A female-centric 'Streetcar Named Desire'? It's part of Music Center's 2016-17 dance season

A female-centric 'Streetcar Named Desire'? It's part of Music Center's 2016-17 dance season
Rimbaud Patron, left, Nicholas Shoesmith, Eve Mutso and Evan Loudon in Scottish Ballet's "A Streetcar Named Desire," a dance adaptation of the Tennessee Williams play. (Andy Ross)

The Music Center of Los Angeles will announce its 2016-2017 dance season on Tuesday, and organizers say the boundary-pushing lineup features some of the art form's most exciting established and up-and-coming choreographers and artistic directors -- who happen to be women.

"We're looking at dance from the 21st century," says the associate vice president of programming, Michael Solomon, adding that the unusually high number of women in key roles in various productions is a coincidence, not the goal. In building the season, Solomon says, the Music Center focused on the questions: "Who is the audience now and how does movement speak to today's generation?"


Highlights include the Music Center debut of Jessica Lang Dance. Lang has created more than 90 works with companies around the world, including Birmingham Royal Ballet, the National Ballet of Japan and Joffrey Ballet, and she is one of the most prominent female choreographers in the U.S.

"Jessica has been choreographing for about 15 years and built up her own repertoire of choreography before she decided to embark down the road of having her own company," says Solomon, adding that her company recently acquired a studio in Queens.

Lang's company will perform a number of pieces, including two new works she created in 2015. "Thousand Yard Stare" deals with the repercussions of war;  "Tesseracts of Time," created in collaboration with noted architect Steven Holl, is a West Coast premiere.

"I find her work incredibly accessible," Solomon says, adding that Lang "uses a lot of contemporary music in her work, as well as beautiful set pieces to go with it."

Another big entry in the forthcoming season is Scottish Ballet's West Coast premiere production of "A Streetcar Named Desire." Theatrical and cinematic elements of the Tennessee Williams play, which will be celebrating its 70th anniversary, are explored in dance that unites the talents of choreographer Annabelle Lopez Ochoa and director Nancy Meckler.

Given the fact that the play was written by a man and originally directed by a man, Solomon says it's interesting to watch this interpretation by two women -- particularly how they handle the play's dark undercurrents of sexual violence, male dominance and female vulnerability.

"It has great set pieces and great costumes," Solomon says. "And there is a bit of the quality of watching a film, but again, it's accessible in the way in which they tell the story. It's very easy to follow."

New York City principal ballerina Tiler Peck has been invited to curate the Music Center's second "BalletNow" event. Peck will create three nights of mixed repertory, including performances featuring leading principal dancers from all over the world and choreography by the likes of Christopher Wheeldon, Justin Peck and the late Jerome Robbins.
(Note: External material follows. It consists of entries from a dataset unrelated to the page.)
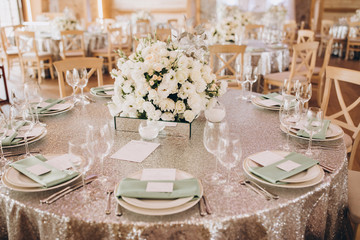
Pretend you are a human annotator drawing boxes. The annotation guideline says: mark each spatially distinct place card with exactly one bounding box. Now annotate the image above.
[276,160,301,172]
[26,164,51,176]
[111,140,160,162]
[249,151,284,167]
[146,182,174,192]
[46,154,72,170]
[140,168,176,181]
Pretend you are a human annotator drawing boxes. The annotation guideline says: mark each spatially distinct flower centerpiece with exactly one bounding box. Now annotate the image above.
[108,29,227,123]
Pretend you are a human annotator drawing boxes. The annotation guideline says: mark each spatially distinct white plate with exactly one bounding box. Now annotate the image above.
[122,170,194,209]
[3,129,47,148]
[280,123,344,142]
[90,85,114,98]
[243,152,325,188]
[114,170,203,216]
[247,159,321,183]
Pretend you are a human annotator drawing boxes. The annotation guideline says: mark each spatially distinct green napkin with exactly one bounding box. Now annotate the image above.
[250,152,319,183]
[10,155,79,188]
[2,121,25,146]
[296,120,330,139]
[116,178,200,199]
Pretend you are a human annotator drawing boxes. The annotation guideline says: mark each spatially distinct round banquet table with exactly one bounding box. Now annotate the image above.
[0,90,347,239]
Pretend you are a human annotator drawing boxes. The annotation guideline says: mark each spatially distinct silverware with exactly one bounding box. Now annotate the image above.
[240,180,271,201]
[199,197,206,217]
[116,203,122,217]
[105,189,114,215]
[40,175,97,204]
[245,180,279,200]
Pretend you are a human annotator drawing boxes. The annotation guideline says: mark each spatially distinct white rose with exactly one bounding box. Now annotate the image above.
[184,110,195,122]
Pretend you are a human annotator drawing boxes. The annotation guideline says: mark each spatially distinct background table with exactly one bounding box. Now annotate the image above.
[0,90,347,239]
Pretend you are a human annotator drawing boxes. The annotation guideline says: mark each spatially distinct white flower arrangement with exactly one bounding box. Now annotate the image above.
[53,8,79,31]
[108,37,227,122]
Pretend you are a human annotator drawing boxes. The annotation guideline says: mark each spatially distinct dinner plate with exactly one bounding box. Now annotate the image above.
[243,151,325,188]
[247,159,321,183]
[122,170,194,209]
[114,170,203,216]
[90,85,114,98]
[3,129,47,149]
[280,123,344,142]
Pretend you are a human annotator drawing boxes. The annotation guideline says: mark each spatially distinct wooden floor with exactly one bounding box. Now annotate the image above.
[7,56,360,171]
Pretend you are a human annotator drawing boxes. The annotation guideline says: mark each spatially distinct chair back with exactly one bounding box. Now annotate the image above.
[209,44,246,86]
[321,66,360,169]
[296,30,315,43]
[61,30,85,59]
[54,57,104,98]
[289,42,319,82]
[245,24,264,39]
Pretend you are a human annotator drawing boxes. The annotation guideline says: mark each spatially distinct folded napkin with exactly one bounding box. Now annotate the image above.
[2,121,25,146]
[116,178,200,199]
[36,99,65,113]
[10,155,79,188]
[296,120,331,139]
[250,152,319,183]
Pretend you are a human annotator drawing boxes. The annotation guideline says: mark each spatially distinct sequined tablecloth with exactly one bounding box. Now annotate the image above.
[0,90,347,239]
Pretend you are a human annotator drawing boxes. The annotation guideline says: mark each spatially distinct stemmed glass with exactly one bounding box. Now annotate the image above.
[203,121,229,184]
[69,140,93,199]
[73,68,90,105]
[279,96,301,151]
[86,123,114,183]
[66,70,79,103]
[218,134,242,194]
[304,107,324,156]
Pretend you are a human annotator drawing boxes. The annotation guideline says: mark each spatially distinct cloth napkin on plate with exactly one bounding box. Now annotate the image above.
[116,178,200,199]
[10,155,79,188]
[297,120,330,139]
[2,121,25,146]
[36,99,65,113]
[250,152,319,183]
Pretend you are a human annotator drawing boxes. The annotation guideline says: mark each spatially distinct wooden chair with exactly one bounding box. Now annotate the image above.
[319,19,334,56]
[321,66,360,240]
[245,24,264,39]
[345,22,360,60]
[264,42,319,93]
[209,45,246,88]
[311,38,333,106]
[60,30,85,60]
[92,27,130,73]
[54,57,104,98]
[15,31,54,83]
[296,30,315,43]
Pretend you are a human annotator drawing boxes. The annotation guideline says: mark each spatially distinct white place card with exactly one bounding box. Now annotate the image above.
[26,164,51,176]
[140,168,176,181]
[146,182,174,192]
[276,160,301,172]
[111,140,160,162]
[46,154,72,170]
[259,99,280,107]
[249,151,284,167]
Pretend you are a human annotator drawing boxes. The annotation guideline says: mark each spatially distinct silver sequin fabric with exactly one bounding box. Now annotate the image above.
[0,90,347,239]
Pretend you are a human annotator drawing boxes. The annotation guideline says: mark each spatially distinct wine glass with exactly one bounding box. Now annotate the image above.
[66,69,79,103]
[217,133,242,194]
[73,68,90,105]
[68,139,93,199]
[203,121,229,184]
[86,122,114,183]
[279,96,301,151]
[304,107,324,156]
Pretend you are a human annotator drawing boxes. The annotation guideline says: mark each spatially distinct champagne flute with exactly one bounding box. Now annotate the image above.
[279,96,301,151]
[66,69,79,103]
[304,107,324,156]
[203,121,229,184]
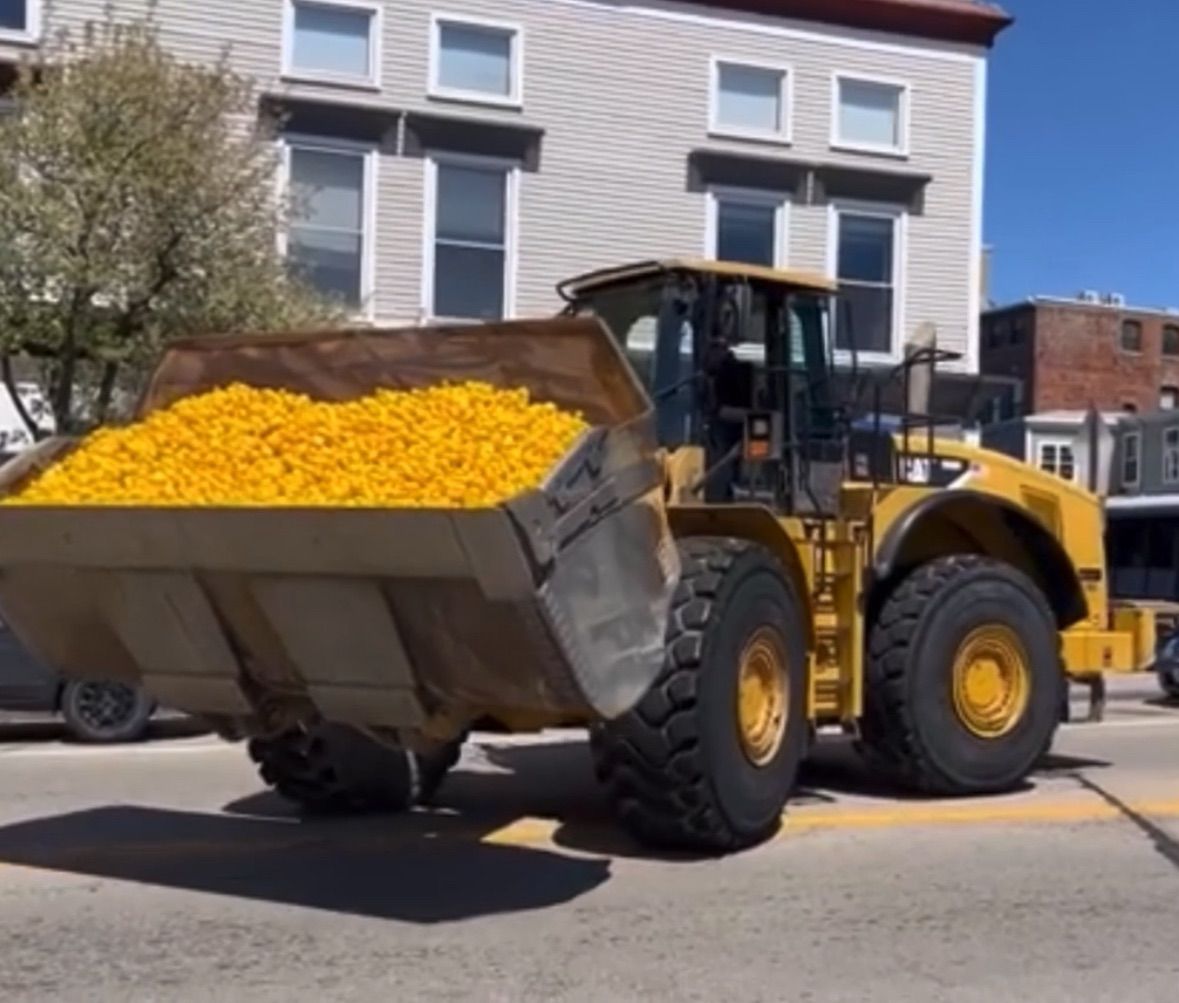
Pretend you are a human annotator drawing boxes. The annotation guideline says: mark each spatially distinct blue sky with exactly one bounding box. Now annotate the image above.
[984,0,1179,306]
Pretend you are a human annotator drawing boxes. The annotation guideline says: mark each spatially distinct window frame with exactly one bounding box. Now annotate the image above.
[1035,436,1080,484]
[1160,424,1179,484]
[830,70,913,160]
[704,185,791,268]
[1121,430,1142,488]
[278,133,380,322]
[709,55,795,146]
[282,0,384,91]
[1118,317,1146,355]
[426,11,525,111]
[826,199,909,364]
[0,0,44,45]
[420,150,522,324]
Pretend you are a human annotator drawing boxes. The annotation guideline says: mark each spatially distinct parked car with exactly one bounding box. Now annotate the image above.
[1154,631,1179,700]
[0,619,157,743]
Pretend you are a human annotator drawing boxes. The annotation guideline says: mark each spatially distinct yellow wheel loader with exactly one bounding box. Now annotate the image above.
[0,260,1154,852]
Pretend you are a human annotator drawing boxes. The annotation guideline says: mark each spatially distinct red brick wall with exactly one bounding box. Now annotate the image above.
[982,303,1179,413]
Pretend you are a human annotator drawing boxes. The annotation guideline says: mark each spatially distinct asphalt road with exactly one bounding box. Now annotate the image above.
[0,684,1179,1003]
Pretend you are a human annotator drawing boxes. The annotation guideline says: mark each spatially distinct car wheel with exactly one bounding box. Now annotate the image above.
[1159,668,1179,700]
[61,680,156,743]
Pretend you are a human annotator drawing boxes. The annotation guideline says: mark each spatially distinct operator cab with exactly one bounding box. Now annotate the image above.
[558,259,863,514]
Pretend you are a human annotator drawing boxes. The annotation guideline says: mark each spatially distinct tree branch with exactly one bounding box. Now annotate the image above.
[0,352,44,442]
[94,362,119,424]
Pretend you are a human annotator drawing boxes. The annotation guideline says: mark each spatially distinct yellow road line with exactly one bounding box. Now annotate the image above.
[783,798,1179,836]
[480,798,1179,846]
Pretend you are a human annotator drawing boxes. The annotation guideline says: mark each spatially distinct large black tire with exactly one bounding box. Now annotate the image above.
[863,555,1066,797]
[59,679,156,744]
[591,537,806,853]
[249,721,462,814]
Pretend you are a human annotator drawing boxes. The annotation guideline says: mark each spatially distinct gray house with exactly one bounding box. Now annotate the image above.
[0,0,1009,372]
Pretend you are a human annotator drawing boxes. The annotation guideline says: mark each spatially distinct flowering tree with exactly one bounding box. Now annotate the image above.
[0,15,334,436]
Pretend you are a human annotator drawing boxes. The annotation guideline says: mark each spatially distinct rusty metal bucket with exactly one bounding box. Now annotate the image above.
[0,318,679,728]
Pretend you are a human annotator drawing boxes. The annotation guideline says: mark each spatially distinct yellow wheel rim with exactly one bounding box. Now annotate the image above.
[953,623,1032,739]
[737,627,790,766]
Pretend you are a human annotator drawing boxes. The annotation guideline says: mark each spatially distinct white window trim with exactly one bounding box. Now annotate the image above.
[704,185,790,268]
[826,199,909,364]
[282,0,384,91]
[278,133,380,322]
[427,12,523,110]
[420,150,520,324]
[1033,435,1080,484]
[831,71,913,160]
[0,0,42,45]
[709,55,795,146]
[1121,431,1142,488]
[1160,425,1179,484]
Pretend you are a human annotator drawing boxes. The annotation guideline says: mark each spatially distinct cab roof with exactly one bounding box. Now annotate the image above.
[558,258,838,299]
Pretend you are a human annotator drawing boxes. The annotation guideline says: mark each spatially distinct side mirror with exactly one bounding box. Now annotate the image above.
[717,283,753,345]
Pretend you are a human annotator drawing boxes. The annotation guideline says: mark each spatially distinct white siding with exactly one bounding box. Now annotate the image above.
[0,0,983,370]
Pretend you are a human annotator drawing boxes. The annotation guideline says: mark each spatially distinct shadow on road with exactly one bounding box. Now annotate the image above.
[0,738,1107,923]
[1073,773,1179,871]
[0,715,210,745]
[0,806,610,924]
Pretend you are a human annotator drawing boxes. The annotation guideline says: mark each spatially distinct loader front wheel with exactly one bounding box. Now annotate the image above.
[591,539,806,853]
[249,721,462,814]
[862,556,1065,797]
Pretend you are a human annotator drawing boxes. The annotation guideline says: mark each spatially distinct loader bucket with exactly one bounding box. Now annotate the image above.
[0,318,679,728]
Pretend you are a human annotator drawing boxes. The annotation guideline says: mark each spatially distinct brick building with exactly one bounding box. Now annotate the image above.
[979,293,1179,418]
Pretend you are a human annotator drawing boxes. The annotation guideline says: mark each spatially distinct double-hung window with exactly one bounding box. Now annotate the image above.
[1039,441,1076,481]
[830,206,904,356]
[429,14,523,106]
[282,0,381,87]
[1162,428,1179,484]
[707,189,786,268]
[0,0,41,41]
[831,75,909,157]
[1121,431,1142,488]
[286,139,375,310]
[423,158,519,321]
[709,59,791,143]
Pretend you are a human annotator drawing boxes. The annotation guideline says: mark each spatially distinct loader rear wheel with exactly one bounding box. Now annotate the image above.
[863,556,1065,796]
[591,539,806,853]
[249,721,462,814]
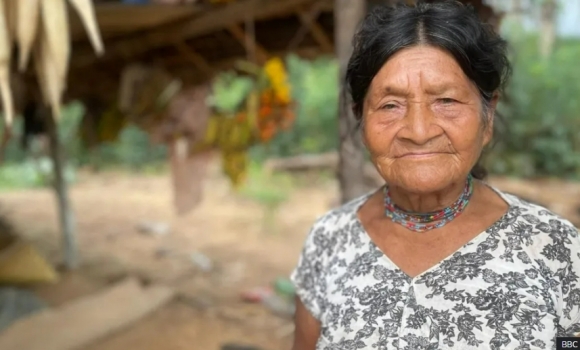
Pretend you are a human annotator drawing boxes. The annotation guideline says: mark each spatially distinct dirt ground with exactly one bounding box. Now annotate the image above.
[0,164,580,350]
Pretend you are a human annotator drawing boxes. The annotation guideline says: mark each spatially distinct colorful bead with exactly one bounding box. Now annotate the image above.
[384,175,473,232]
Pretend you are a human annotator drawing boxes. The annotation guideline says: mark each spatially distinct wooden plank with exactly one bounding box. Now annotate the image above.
[70,3,205,40]
[293,2,334,52]
[0,279,174,350]
[175,41,213,76]
[71,0,322,67]
[228,24,270,63]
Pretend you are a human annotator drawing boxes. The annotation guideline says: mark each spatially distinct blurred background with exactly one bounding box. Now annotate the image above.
[0,0,580,350]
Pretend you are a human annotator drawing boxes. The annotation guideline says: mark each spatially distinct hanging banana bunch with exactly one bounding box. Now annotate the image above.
[0,0,104,125]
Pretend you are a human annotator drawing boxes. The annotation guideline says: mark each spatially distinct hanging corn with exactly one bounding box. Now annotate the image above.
[0,0,104,125]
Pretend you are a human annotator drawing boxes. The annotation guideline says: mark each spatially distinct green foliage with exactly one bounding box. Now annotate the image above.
[489,37,580,177]
[210,71,254,114]
[87,125,167,171]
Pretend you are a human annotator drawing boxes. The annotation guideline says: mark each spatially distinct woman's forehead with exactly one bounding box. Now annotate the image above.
[369,46,473,94]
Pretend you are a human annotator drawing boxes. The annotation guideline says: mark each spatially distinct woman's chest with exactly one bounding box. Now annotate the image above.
[318,251,561,350]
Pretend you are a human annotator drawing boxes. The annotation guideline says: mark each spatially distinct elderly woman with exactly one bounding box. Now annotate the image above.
[292,2,580,350]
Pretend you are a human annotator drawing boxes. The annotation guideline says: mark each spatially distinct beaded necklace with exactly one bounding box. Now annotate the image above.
[384,175,473,232]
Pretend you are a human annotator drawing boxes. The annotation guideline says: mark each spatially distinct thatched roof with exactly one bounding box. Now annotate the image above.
[63,0,493,101]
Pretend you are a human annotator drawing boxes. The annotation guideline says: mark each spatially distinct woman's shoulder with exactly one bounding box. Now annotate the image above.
[313,192,373,229]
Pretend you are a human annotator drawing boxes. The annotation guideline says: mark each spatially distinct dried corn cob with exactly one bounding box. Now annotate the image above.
[16,0,40,71]
[67,0,104,55]
[39,0,70,87]
[34,29,64,119]
[0,1,14,127]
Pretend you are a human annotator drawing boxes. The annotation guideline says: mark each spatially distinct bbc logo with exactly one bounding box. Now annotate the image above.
[556,337,580,350]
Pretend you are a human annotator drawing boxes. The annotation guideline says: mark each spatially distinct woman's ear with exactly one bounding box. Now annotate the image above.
[483,92,499,145]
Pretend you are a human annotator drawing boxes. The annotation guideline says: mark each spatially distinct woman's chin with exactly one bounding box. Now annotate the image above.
[383,164,464,194]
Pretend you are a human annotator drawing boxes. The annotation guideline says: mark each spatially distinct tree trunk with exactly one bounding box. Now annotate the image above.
[334,0,366,203]
[540,0,558,58]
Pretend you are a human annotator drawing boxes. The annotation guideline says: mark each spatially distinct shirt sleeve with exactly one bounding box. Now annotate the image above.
[290,224,325,321]
[557,222,580,336]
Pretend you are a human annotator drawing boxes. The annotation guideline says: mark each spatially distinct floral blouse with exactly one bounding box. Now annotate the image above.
[292,190,580,350]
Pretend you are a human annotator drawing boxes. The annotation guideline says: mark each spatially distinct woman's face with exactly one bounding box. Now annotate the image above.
[363,46,495,193]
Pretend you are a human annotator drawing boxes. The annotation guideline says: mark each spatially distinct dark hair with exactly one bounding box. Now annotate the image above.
[346,1,511,179]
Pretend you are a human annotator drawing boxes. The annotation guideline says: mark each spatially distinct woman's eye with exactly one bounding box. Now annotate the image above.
[439,97,455,104]
[382,103,397,110]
"It was an opportunity to bring her voice to the table," Solomon says, "and to showcase the kind of repertory that she wants to work with, which includes some new and more contemporary work."

The full 2016-17 Glorya Kaufman Presents Dance at the Music Center season:

"Celebrate Forsythe" featuring choreographer William Forsythe collaborating with San Francisco Ballet, Pacific Northwest Ballet and Houston Ballet, Oct. 21-23. Dorothy Chandler Pavilion.

Jessica Lang Dance Company, mixed repertoire, Feb. 17-19, 2017. Ahmanson Theatre.

Alvin Ailey American Dance Theater, program to be announced, March 8-12, 2017. Dorothy Chandler Pavilion.

Scottish Ballet, "A Streetcar Named Desire," May 19-21, 2017. Dorothy Chandler Pavilion.


Eifman Ballet of St. Petersburg, "Tchaikovsky," June 23-25, 2017. Dorothy Chandler Pavilion.

"BalletNow," mixed repertory curated by Tiler Peck, July 28-30. Dorothy Chandler Pavilion.